I fell to my knees, and it felt like a chasm had opened inside my chest. A huge, gaping chasm.
Ruari was dead—I was convinced of it. truly.
I could not live without him.
I... I couldn’t.
I stared down at the sea. Still dark and murky, debris floating around it, parts of buildings and furniture just floating. And I wondered, really wondered what it would be like to be inside that water. That darkness. To be hit by an armchair or a TV. To be ensnared in wires or vines or seaweed, to be held down.
I wondered if that was what Ruari had faced. If he’d been scared as the sea drowned him.
And I knew his body was most likely in there. This huge gothic monster that was a mortuary for so many.
I stared at the water—that was where my love was.
Where my life was.
I walked slowly. I couldn’t hear anything but rushing sounds in my ears, like there was already water inside me. Yes—there was. That was what had been weighing me down ever since this all happened.
That’s why I’d felt like I wasn’t really here. Like this was happening to someone else.
Like this couldn’t actually be my life.
Because my life was underwater, and that’s where I was supposed to be. That’s where I was.
I’d defied some law of physics, able to be in both places at once—underwater and on land. That’s why I was so exhausted, because half of me was already in the dark depths. And I needed to reunite the two halves of my body. Then everything would be okay.
I was so confident of this, and as the cold water lapped my feet, as it got higher and higher up my legs, until I was waist-deep, I felt a sense of peace spreading over me.
This was what was supposed to happen.
“Everything will be okay,” I said. My voice didn’t sound like mine—that’s one thing that really struck me at the time. Sort of jolted me out of the state I was in. Only for a few seconds. But I remember it, the sudden awareness of what I was doing, how that hit me.
How the next wave washed it away and I walked deeper into the sea.
I didn’t drown. Obviously. You know that.
Two men pulled me out. My head hadn’t been underwater for long. Seconds, maybe. They were local fishermen, and they’d been watching me.
I was sent to a hospital, but I didn’t really need to go there. I wasn’t drowning. I hadn’t been drowning.
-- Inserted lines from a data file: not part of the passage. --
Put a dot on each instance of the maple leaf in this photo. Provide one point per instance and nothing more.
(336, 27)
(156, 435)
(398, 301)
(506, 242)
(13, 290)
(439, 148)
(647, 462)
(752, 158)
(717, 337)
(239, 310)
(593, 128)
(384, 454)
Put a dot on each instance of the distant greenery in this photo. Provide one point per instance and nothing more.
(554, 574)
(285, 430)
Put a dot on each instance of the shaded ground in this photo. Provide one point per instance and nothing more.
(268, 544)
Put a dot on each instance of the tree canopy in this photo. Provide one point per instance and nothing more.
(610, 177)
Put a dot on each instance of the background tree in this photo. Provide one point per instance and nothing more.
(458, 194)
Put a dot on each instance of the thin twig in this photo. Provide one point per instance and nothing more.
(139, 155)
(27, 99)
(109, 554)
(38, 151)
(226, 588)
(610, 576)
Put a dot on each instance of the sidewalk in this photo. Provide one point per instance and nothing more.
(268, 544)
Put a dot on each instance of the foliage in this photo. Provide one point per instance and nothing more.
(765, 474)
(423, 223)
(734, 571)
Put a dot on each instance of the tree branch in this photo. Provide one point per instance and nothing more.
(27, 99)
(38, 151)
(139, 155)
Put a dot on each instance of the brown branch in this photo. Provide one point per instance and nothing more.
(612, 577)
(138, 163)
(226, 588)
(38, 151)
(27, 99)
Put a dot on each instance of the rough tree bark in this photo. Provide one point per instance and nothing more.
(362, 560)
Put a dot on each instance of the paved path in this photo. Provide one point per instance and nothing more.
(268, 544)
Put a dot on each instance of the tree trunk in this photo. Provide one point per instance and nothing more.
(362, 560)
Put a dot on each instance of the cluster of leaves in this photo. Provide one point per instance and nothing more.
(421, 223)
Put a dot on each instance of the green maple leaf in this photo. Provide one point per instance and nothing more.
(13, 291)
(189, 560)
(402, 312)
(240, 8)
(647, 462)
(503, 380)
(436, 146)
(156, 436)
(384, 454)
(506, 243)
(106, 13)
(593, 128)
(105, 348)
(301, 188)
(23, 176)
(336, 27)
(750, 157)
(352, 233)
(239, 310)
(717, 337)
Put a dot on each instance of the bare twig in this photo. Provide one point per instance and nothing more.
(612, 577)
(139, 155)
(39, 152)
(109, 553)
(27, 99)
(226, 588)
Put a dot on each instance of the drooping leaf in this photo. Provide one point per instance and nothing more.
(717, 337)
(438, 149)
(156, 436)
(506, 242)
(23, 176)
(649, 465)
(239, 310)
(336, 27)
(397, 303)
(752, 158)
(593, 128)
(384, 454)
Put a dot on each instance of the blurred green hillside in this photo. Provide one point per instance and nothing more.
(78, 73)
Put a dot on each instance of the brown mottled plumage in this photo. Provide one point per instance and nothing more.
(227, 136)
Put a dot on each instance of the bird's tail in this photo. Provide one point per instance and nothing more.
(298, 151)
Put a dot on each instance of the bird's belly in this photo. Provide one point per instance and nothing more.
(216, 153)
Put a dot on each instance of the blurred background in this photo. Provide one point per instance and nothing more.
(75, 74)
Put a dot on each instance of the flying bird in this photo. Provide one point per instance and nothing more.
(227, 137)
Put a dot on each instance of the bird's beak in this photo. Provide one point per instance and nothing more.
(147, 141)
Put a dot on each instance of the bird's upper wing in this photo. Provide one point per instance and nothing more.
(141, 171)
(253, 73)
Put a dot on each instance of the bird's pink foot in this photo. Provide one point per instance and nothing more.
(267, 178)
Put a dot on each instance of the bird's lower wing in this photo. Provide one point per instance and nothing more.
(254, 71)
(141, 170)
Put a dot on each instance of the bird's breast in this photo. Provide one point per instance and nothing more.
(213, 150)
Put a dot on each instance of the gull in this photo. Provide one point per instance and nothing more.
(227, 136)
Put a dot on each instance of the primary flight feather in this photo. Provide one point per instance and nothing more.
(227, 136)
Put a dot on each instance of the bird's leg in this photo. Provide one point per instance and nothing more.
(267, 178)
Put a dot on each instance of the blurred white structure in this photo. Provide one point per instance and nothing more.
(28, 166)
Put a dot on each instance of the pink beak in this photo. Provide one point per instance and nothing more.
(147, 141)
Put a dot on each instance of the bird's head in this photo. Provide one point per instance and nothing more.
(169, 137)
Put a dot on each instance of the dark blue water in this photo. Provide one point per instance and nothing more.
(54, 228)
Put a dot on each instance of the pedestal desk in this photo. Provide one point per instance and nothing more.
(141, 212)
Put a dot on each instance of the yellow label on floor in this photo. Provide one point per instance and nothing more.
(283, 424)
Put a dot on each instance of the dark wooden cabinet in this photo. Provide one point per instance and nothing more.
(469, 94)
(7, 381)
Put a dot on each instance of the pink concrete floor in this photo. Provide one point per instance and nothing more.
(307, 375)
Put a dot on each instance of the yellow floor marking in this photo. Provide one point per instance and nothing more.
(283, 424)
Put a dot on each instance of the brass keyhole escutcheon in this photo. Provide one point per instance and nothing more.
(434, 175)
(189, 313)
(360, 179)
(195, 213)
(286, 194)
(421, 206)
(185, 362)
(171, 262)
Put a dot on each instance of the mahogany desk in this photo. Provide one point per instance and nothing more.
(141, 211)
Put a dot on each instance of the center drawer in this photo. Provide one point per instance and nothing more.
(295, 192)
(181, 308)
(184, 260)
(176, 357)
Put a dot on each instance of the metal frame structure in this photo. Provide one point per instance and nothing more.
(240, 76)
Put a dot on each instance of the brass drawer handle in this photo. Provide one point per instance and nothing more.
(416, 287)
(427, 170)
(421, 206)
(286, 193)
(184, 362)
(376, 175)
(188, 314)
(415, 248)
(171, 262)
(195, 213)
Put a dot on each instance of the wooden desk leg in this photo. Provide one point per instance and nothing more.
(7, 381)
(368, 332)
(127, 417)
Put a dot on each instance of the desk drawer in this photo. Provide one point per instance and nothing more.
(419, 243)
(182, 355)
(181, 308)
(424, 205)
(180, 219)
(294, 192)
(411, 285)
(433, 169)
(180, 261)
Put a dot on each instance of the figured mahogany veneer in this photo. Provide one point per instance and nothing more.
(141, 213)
I just stared at the neon lights and listened to the shouts and words of everyone around me, most of which I couldn’t understand.
“We need to get you back home,” Mum said to me, on the phone. I’m sure she must’ve said some other things too. I wanted her here, I wanted her sitting tenderly at my bedside as I waited for my blood results to come back—blood tests that I didn’t even need. But Mum’s words are the only ones I recall filling the room.
“I can’t go back.” I shook my head, clinging to the phone. I can’t remember whose phone it was, but someone leant it to me. I’d spoken to Mum before that day. Called her, I think, maybe the evening that the tsunami hit. She knew I was okay. But she knew I hadn’t found Ruari. “I can’t leave him,” I told her.
“Ruari’s...” She didn’t finish her sentence. She didn’t have to.
“I can’t leave him,” I repeated, my voice steely.
“I can’t lose you,” was all she said, some minutes later, and I remember imagining that she was holding my hand, just like she used to when I was four years old.
Finally, I cried.
[Silence for three seconds]
Summer Taylor-Braddon: So, the problem with all this was thatSwept Away, my first novel, was about a couple who get separated by a tsunami. It wasn’t Indonesia, but that didn’t matter. The love interest—the man—died in my book, and now my life was following the script I’d written.
That book was the fourth I wrote but the first to have sold to a publisher, but it hadn’t sold well. It had underperformed and I had no chance of earning out on this one. That means paying back the publisher the amount they’ve already given you in the advance. So, if they gave you £5,000 upfront when you got the deal, then you don’t get royalties until they’ve made that money back. So it was kind of lucky, I guess, that I’d actually signed another deal beforeSwept Awaydid so badly—initially anyway.